ACTIONS AMERICAINES Semaine stable pour les marchés : le S&P est resté étal, toujours solidement ancré au-dessus des 2.400 points, tandis que le Nasdaq s’adjuge encore plus de 1%, portant sa performance depuis de début de l’année à +16%. Peu de données macroéconomiques ont été publiées. On retiendra néanmoins la progression (+1%) des ventes de maisons existantes, chiffre supérieur aux anticipations. Les Républicains ont dévoilé leur projet de réforme du système de santé. Il s’avère être relativement plus favorable pour les acteurs privés. Le texte présenté par les sénateurs (qui est encore ouvert à la discussion), propose de baisser à un rythme plus lent qu’initialement envisagé les dotations de l'Etat fédéral au programme Medicaid. Le projet précédent, qui émanait des Républicains de la chambre des représentants, prévoyait des coupes bien plus rapides des aides sociales, et avait inquiété les industriels de la santé. Cela s’ajoute à une posture plus favorable de l’administration Trump concernant le prix des médicaments, dévoilée par la presse cette semaine. L’ensemble du secteur de la santé a bénéficié de ces développements (+4% sur la semaine). A noter également le violent rebond du compartiment biotech (+8%), bénéficiant de données cliniques favorables chez plusieurs acteurs et d’un retour de la spéculation M&A. On retiendra par ailleurs les très bons chiffres d’Oracle, dont les ventes de licences sont ressorties 15% au-dessus des attentes. A noter les ventes de l’activité cloud, en progression de 64%, également au dessus des anticipations. Enfin, le secteur de la distribution alimentaire a été secoué par deux nouvelles importantes : 1/ le rachat de Whole Foods par Amazon pour 13,7 milliards de dollars, qui marque l’arrivée du géant de la distribution online dans le commerce physique 2/ l’entrée de Lidl dans le pays avec l’ouverture de 10 magasins (à terme, le groupe vise 600 points de vente). Ces deux opérations constituent un bouleversement majeur et pourraient avoir un impact important sur les prix et les marges des acteurs en place.

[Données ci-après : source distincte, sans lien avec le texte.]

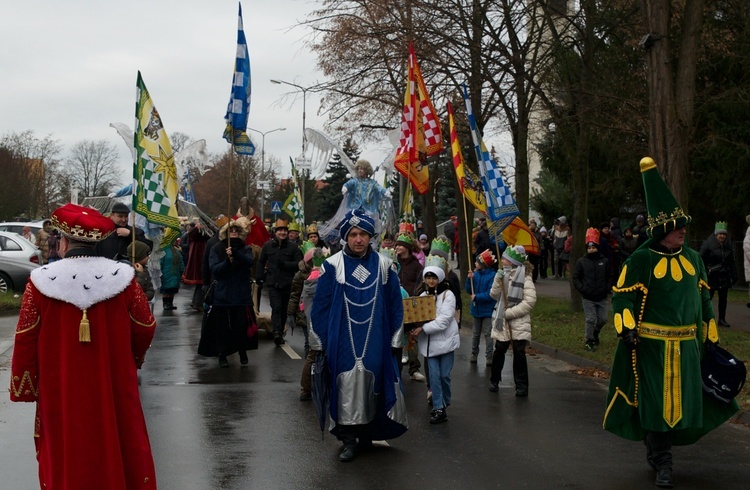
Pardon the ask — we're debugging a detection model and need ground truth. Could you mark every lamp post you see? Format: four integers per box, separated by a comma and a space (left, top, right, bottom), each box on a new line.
247, 128, 286, 221
271, 79, 325, 225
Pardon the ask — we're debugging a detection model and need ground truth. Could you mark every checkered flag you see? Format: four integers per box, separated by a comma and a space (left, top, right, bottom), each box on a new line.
463, 84, 521, 235
133, 72, 180, 248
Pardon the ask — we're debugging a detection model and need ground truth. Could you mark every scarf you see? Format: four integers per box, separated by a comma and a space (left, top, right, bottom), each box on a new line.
506, 265, 526, 308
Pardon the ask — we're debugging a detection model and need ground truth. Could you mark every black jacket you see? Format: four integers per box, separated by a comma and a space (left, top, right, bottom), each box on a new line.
573, 252, 612, 301
256, 238, 302, 288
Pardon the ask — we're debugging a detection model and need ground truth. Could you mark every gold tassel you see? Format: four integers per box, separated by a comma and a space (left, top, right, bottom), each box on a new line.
78, 310, 91, 342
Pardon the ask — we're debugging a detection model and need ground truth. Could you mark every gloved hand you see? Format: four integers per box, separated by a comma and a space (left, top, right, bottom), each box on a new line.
620, 329, 638, 350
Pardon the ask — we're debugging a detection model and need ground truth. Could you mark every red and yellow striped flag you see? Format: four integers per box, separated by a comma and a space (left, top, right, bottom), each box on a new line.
395, 44, 443, 194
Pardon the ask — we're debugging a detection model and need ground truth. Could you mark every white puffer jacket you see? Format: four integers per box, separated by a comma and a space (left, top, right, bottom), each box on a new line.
490, 266, 536, 342
418, 290, 461, 357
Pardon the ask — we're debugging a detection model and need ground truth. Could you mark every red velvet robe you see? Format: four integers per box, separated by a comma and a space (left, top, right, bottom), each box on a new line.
10, 257, 156, 490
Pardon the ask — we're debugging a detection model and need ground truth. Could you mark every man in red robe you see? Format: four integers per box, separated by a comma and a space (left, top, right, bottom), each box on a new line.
10, 204, 156, 490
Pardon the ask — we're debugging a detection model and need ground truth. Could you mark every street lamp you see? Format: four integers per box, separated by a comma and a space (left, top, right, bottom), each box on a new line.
271, 79, 325, 224
247, 128, 286, 221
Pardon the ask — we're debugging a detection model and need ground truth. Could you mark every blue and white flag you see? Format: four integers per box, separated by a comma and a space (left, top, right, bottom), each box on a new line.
463, 84, 521, 235
224, 4, 255, 155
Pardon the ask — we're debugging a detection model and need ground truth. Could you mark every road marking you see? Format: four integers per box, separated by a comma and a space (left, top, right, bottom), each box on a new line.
281, 344, 302, 359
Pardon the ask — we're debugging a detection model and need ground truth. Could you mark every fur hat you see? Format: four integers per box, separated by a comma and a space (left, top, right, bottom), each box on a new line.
126, 241, 151, 262
219, 217, 250, 241
640, 157, 692, 241
339, 209, 376, 240
52, 204, 115, 242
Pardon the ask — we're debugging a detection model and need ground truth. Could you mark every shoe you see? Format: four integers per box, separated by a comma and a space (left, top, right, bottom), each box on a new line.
654, 467, 674, 488
339, 444, 357, 463
430, 408, 448, 424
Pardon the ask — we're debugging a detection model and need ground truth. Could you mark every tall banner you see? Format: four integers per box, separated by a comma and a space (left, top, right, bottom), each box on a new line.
282, 158, 305, 229
395, 44, 443, 194
448, 102, 487, 213
463, 85, 521, 236
133, 71, 180, 248
224, 4, 255, 155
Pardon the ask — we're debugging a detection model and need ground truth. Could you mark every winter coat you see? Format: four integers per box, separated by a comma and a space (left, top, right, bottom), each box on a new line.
257, 238, 302, 288
209, 238, 253, 306
398, 254, 423, 296
418, 281, 461, 357
159, 246, 185, 293
573, 252, 612, 301
466, 268, 497, 318
286, 260, 312, 318
700, 235, 737, 289
490, 266, 536, 342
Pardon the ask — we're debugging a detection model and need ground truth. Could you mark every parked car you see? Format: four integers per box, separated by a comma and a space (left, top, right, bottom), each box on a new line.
0, 221, 44, 238
0, 231, 42, 293
0, 256, 39, 294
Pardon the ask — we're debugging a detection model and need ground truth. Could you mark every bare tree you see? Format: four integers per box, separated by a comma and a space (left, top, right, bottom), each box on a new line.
0, 130, 61, 218
66, 140, 120, 196
641, 0, 705, 207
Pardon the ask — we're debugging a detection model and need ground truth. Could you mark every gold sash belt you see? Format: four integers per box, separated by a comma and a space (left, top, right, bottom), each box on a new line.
638, 323, 698, 427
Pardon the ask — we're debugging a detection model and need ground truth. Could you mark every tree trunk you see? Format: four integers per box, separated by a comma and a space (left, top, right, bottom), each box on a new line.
643, 0, 705, 209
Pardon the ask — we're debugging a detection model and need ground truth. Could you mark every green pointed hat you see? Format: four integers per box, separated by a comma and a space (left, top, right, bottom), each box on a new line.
641, 157, 692, 241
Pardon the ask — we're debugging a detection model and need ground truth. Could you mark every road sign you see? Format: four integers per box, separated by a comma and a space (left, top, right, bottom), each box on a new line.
294, 157, 311, 171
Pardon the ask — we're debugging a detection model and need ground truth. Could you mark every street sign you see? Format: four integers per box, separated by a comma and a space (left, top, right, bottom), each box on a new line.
294, 157, 311, 171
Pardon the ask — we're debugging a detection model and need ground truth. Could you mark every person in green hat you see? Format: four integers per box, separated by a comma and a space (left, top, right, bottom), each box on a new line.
603, 157, 739, 488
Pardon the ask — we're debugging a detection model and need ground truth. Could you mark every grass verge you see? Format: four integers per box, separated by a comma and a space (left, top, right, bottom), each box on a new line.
463, 294, 750, 412
0, 292, 21, 312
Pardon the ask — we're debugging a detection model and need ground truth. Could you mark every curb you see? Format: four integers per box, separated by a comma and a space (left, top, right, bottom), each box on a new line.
530, 340, 750, 428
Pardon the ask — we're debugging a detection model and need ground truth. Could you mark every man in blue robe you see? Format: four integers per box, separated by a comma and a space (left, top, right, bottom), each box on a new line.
310, 209, 407, 462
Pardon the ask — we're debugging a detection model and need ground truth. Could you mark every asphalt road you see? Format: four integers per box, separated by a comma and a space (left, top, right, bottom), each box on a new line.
0, 281, 750, 489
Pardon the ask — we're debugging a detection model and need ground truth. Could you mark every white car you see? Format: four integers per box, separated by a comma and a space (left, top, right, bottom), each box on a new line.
0, 231, 42, 293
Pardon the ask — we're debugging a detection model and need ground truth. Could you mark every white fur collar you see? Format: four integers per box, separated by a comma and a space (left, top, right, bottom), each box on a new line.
31, 257, 135, 310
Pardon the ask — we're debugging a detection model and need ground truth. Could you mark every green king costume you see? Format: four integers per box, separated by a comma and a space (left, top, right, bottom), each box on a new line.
603, 157, 739, 445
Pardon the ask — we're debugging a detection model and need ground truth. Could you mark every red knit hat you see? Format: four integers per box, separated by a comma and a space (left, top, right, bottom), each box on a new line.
52, 204, 115, 242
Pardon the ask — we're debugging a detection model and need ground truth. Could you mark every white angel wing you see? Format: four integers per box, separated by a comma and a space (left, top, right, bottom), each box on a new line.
109, 123, 135, 161
174, 140, 208, 175
305, 128, 357, 179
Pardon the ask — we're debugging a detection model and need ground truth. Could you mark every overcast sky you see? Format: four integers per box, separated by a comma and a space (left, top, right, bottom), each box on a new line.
0, 0, 394, 188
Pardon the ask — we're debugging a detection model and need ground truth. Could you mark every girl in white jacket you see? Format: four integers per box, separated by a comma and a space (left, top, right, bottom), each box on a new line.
490, 245, 536, 396
412, 255, 461, 424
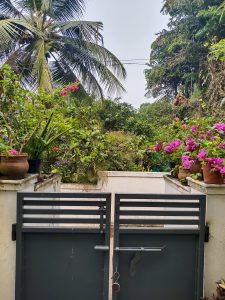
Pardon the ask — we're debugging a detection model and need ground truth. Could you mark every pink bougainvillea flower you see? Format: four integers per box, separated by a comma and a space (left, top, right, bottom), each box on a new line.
214, 123, 225, 133
208, 157, 223, 166
220, 166, 225, 175
9, 149, 19, 155
183, 160, 192, 170
164, 139, 182, 154
52, 146, 60, 152
182, 154, 190, 161
60, 90, 67, 97
191, 125, 198, 133
155, 143, 162, 152
186, 139, 198, 152
182, 124, 188, 130
182, 155, 194, 170
198, 149, 207, 160
164, 146, 173, 154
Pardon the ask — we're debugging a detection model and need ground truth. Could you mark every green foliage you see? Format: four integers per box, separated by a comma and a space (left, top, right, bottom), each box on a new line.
146, 0, 225, 109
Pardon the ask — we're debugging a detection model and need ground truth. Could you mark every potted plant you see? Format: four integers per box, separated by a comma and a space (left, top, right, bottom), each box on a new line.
202, 279, 225, 300
22, 113, 71, 174
0, 130, 29, 179
198, 123, 225, 184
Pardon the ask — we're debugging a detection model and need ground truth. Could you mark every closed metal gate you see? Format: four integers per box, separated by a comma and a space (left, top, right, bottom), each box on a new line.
113, 194, 205, 300
16, 193, 205, 300
16, 193, 111, 300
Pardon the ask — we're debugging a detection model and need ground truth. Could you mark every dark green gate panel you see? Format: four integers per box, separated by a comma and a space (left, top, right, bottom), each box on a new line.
22, 233, 104, 300
113, 194, 206, 300
117, 234, 197, 300
15, 193, 111, 300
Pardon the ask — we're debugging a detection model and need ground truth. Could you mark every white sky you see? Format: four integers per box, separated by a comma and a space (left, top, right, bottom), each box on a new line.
84, 0, 168, 107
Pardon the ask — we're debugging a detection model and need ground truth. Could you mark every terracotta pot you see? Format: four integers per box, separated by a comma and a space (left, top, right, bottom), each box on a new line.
190, 160, 202, 174
28, 158, 42, 174
0, 153, 29, 179
178, 167, 191, 180
202, 164, 223, 184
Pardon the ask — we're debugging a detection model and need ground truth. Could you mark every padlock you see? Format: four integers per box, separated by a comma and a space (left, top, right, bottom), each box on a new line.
112, 282, 120, 293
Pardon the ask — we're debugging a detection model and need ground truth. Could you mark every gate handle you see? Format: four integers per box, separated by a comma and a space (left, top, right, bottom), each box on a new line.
115, 246, 166, 252
94, 245, 109, 251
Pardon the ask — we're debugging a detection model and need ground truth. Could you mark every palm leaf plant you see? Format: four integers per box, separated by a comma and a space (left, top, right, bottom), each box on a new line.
20, 113, 71, 159
0, 0, 126, 97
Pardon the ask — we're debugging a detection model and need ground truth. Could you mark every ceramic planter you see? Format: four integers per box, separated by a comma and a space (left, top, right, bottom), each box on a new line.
202, 164, 223, 184
178, 167, 191, 180
190, 160, 202, 174
28, 158, 42, 174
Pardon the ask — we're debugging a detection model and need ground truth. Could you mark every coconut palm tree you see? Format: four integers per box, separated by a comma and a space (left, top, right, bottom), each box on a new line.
0, 0, 126, 96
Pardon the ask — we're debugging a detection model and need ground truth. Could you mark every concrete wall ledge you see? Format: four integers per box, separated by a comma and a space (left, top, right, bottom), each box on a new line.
99, 171, 169, 178
164, 175, 191, 194
61, 171, 169, 194
187, 177, 225, 195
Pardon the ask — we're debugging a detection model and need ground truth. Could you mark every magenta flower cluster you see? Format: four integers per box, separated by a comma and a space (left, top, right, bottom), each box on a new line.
8, 149, 19, 155
60, 81, 79, 97
186, 139, 199, 152
155, 143, 163, 152
164, 139, 182, 154
182, 155, 194, 170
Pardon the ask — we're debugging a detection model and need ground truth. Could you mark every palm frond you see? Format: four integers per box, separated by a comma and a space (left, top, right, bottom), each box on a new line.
32, 39, 53, 92
57, 42, 126, 94
0, 0, 21, 17
0, 19, 20, 51
17, 0, 86, 21
50, 0, 86, 21
52, 21, 103, 44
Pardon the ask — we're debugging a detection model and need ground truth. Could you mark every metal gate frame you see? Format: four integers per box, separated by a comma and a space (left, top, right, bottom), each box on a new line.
113, 194, 206, 300
15, 193, 111, 300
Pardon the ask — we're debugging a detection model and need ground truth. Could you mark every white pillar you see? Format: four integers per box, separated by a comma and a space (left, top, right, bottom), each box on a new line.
0, 175, 60, 300
189, 179, 225, 297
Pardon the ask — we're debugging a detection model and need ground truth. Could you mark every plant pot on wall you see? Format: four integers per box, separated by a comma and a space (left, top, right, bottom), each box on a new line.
178, 167, 190, 181
28, 158, 42, 174
190, 160, 202, 174
202, 164, 223, 184
0, 153, 29, 179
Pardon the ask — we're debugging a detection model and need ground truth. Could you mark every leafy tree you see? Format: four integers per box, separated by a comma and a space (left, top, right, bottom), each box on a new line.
146, 0, 225, 99
0, 0, 126, 96
98, 99, 135, 131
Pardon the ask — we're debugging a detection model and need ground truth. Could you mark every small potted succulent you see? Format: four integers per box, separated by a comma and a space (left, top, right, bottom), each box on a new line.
0, 149, 29, 180
0, 130, 29, 179
23, 113, 71, 174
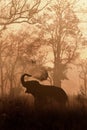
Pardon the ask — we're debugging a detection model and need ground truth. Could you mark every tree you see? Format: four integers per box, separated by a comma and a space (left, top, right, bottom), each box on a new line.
0, 0, 49, 95
78, 59, 87, 96
0, 0, 49, 31
35, 0, 81, 87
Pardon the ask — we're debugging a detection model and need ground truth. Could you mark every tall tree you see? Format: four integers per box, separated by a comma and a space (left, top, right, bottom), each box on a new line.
36, 0, 81, 87
78, 59, 87, 96
0, 0, 49, 31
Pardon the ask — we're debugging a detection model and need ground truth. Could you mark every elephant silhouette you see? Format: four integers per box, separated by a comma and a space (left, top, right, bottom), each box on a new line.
21, 74, 68, 108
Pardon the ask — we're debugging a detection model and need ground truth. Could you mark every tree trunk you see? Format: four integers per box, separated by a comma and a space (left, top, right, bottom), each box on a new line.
53, 63, 61, 87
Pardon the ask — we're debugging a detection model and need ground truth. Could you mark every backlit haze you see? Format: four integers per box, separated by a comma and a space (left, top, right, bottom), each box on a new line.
2, 0, 87, 94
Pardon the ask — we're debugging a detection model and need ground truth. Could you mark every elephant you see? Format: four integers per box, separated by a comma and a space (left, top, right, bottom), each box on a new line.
21, 74, 68, 108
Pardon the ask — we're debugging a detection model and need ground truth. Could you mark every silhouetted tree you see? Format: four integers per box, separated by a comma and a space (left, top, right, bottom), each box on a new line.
34, 0, 81, 87
78, 59, 87, 96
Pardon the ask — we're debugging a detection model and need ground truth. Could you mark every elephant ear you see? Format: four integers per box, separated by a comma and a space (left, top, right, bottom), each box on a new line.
32, 66, 48, 81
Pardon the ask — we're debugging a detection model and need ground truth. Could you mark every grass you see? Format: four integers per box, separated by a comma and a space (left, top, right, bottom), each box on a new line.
0, 94, 87, 130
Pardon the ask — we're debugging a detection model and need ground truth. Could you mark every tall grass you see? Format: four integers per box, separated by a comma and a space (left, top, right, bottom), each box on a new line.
0, 96, 87, 130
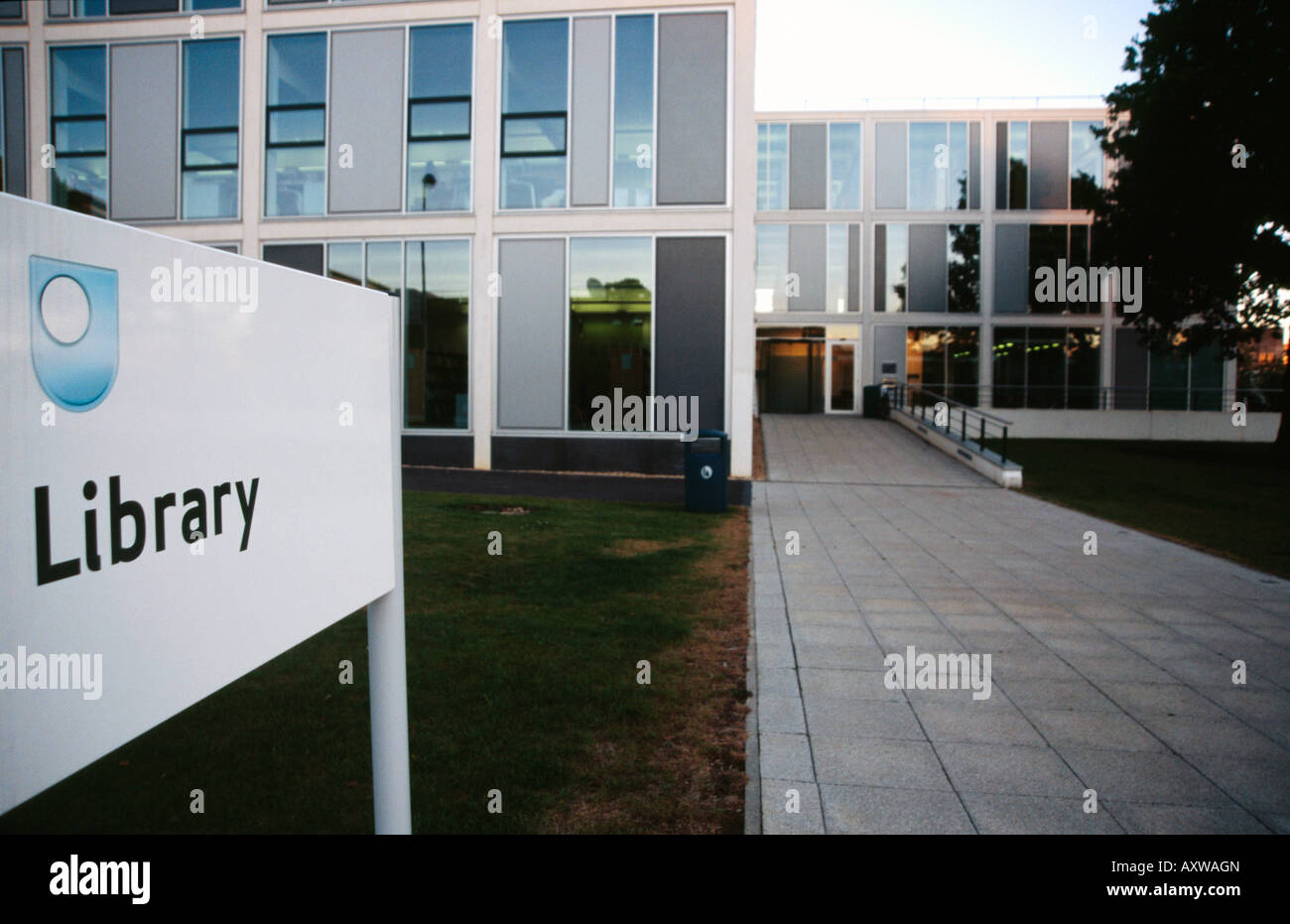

ACTIONS JAPONAISES L'indice TOPIX a progressé de 0,9% cette semaine. Les actions japonaises ont eu le vent en poupe en début de semaine. L'indice Nikkei 225 a ainsi atteint son plus haut niveau de l'année mardi, à la faveur de la dépréciation du yen face au dollar américain, alimentée par la perspective d'une hausse des taux d'intérêt. En outre, le rebond des valeurs technologiques américaines a favorisé la progression des valeurs exportatrices japonaises spécialisées dans les appareils électriques et les produits du caoutchouc. Le marché japonais a marqué le pas en fin de semaine, pénalisé par la baisse des cours du pétrole qui a pesé sur les valeurs énergétiques. Le repli du marché a toutefois été limité par l'engouement des investisseurs pour les petites et moyennes capitalisations.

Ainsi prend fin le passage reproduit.